魔法のようなトリック

前回『恋文の技術』を絶賛したけど、だがしかし手紙といえばやっぱり加納朋子なのだ。

駒子シリーズの第二弾。今作もやはり、駒子が日常の中で不思議に思ったことを手紙に書き、それを瀬尾さんが謎解きをするという構造は変わらない。全くの不条理に思えた謎がするすると解かれていく様は、あたかも魔法のようだ*1
さらに今作では各短編に挟まれて、第三の人物からの手紙が入り込んできているのが面白くも恐ろしい。それぞれの短編の中に散りばめられていたヒントが最後の最後で実を結ぶ、という仕掛けに大満足。
 
この続きの『スペース』を先に読んでいたせいで思わずほくそえんでしまうような展開もあり、順序立てて読まないこともたまには良いものである。
はてな年間100冊読書クラブ 208/229)
 
ここで大きな問題があって、いま「駒子シリーズ」で加納朋子のファンになって、果たして他の作品を読んでも楽しめるかどうか、というのがなかなかに悩ましい。

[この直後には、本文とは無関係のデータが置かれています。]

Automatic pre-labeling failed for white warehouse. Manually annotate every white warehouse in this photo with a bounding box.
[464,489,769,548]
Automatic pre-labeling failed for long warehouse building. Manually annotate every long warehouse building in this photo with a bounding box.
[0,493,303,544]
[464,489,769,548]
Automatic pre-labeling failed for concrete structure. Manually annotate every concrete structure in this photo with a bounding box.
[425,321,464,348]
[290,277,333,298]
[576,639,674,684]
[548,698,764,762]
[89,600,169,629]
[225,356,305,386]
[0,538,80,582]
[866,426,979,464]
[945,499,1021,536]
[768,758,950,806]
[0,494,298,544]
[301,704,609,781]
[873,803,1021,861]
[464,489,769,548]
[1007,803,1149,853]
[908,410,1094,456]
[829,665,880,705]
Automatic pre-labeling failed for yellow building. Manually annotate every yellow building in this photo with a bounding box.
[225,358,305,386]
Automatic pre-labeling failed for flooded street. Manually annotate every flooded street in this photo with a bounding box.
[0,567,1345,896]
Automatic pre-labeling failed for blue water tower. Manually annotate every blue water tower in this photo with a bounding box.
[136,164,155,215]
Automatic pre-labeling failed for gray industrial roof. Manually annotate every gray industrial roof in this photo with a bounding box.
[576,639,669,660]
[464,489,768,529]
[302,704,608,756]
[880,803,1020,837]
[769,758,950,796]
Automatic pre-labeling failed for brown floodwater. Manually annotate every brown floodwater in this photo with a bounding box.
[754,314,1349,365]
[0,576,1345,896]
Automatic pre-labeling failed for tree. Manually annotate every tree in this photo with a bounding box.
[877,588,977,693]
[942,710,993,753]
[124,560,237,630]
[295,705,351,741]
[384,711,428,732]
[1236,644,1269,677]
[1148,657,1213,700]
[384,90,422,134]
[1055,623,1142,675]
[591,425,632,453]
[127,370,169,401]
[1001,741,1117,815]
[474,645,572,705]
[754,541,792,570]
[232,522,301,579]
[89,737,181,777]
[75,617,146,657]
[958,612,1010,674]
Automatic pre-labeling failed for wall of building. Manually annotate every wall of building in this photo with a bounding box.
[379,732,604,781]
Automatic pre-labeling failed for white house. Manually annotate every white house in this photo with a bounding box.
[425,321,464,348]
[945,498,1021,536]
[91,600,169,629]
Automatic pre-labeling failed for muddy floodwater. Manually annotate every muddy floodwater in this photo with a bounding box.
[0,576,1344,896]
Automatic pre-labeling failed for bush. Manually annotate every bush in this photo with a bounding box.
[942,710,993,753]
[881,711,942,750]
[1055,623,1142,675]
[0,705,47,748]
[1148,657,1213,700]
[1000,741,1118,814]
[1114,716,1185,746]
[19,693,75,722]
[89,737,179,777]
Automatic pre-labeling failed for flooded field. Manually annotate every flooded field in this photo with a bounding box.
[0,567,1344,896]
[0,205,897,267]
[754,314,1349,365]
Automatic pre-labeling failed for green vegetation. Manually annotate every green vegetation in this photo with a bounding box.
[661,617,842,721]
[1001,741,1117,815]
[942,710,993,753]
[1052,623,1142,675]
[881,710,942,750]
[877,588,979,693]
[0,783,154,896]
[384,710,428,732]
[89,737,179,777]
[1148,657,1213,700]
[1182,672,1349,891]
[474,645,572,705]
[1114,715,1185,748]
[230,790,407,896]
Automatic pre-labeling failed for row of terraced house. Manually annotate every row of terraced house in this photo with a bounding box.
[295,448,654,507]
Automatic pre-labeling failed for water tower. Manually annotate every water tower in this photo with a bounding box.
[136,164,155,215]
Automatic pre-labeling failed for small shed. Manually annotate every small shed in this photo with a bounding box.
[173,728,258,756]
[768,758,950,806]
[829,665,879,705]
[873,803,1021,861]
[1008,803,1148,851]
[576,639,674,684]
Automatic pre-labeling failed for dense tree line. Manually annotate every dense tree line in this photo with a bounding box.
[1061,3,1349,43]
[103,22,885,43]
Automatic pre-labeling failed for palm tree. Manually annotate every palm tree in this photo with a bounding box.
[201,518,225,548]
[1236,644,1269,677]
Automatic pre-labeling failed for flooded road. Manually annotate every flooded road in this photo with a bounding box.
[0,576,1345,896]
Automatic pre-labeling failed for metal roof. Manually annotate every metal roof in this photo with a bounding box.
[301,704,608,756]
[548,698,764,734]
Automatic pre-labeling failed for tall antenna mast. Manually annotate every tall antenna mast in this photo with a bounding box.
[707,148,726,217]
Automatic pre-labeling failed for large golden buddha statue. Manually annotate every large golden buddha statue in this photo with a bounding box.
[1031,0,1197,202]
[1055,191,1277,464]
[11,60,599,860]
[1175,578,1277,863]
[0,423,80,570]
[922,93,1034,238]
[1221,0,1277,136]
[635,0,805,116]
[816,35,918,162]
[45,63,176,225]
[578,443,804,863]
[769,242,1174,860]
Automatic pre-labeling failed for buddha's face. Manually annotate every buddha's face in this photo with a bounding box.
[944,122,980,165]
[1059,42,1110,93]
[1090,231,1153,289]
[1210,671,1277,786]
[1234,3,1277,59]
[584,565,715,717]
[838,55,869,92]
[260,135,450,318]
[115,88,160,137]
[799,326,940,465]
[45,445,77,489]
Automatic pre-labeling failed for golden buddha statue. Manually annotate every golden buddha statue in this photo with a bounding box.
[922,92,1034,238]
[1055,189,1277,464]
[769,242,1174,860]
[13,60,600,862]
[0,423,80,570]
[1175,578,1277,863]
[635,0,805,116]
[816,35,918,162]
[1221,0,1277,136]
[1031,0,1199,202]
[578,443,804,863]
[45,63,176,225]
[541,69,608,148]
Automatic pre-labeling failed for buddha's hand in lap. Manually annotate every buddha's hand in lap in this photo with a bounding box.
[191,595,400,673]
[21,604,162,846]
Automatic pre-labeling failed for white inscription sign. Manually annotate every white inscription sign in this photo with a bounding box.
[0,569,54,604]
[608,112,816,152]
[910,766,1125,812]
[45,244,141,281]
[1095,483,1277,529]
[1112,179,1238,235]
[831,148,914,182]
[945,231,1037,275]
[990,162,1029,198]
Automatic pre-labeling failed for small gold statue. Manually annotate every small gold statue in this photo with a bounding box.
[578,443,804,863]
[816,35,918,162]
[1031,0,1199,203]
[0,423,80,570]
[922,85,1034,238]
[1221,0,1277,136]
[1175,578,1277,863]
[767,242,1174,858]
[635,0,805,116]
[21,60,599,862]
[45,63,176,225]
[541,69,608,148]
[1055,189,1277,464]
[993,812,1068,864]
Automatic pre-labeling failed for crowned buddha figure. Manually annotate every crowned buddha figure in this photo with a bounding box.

「小市民(または○○限定)シリーズ」ですっかり米澤穂信のトリコになったが、それは米澤氏の作品が面白いからなのか、たまたまこのシリーズが面白かったのかがわからないため、他の作品を読めずにいる。読まなくてはわからないけど、読んでしまって合わなかったらもったいないような気もするのだ。
そういう意味でシリーズ物を書く人というのは難しい。まあそれは、自分の中で加納欲なり米澤欲が高まってくれば読めばいいし、それまでは全然違うジャンルを読めばよいのだが。